The demo runs in real-time, but requires an enormous amount of computing power: according to the developer, it consumes 40 credits per hour at Google Colab on an Nvidia A100. The demo was created on an Nvidia 2080 Ti with 11 GB.
The Midas model runs continuously per frame, Stable Diffusion at a preset rate. To further reduce the computing load, the system also only renders the image in the field of view instead of the full 360-degree environment. In the demo, the same image is rendered per eye, so stereoscopic 3D is not yet supported, but that will "definitely be improved" according to the developer.

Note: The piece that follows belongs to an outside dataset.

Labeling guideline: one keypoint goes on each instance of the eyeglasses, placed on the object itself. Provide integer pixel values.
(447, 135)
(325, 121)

"The speed of Stable Diffusion is skyrocketing these days, but we're still in need of better optimizations," the developer writes. He can't say when the demo or something similar might be released as a test version. Currently, the code is spread across two neural networks and three different hardware configurations, and bringing it all together would be more effort than he could do on his own.
Nevertheless, further refinements are in the works. Those who want to participate can find more information on Github Deforum or join the group directly on Discord.
Carmack's vision: Automated VR worlds for every video
At the same time, star developer and former Oculus CTO John Carmack is speaking out on Twitter. As a VR enthusiast, he now does AI, so he knows both technologies. His dream is automatically generated 3D photogrammetric worlds "constructed from every movie and video ever filmed," Carmack writes.
There are still many technical challenges to be solved, especially with geometry, such as merging different camera positions, he says. But according to Carmack, "it feels like we are right at the cusp of neural models solving everything, including outpainting."
His vision is a generative AI system that creates 3D worlds based on any given video. "I’m sure there are already experiments with this, but if it escapes the lab like Stable Diffusion did, it will be fantastic," Carmack writes.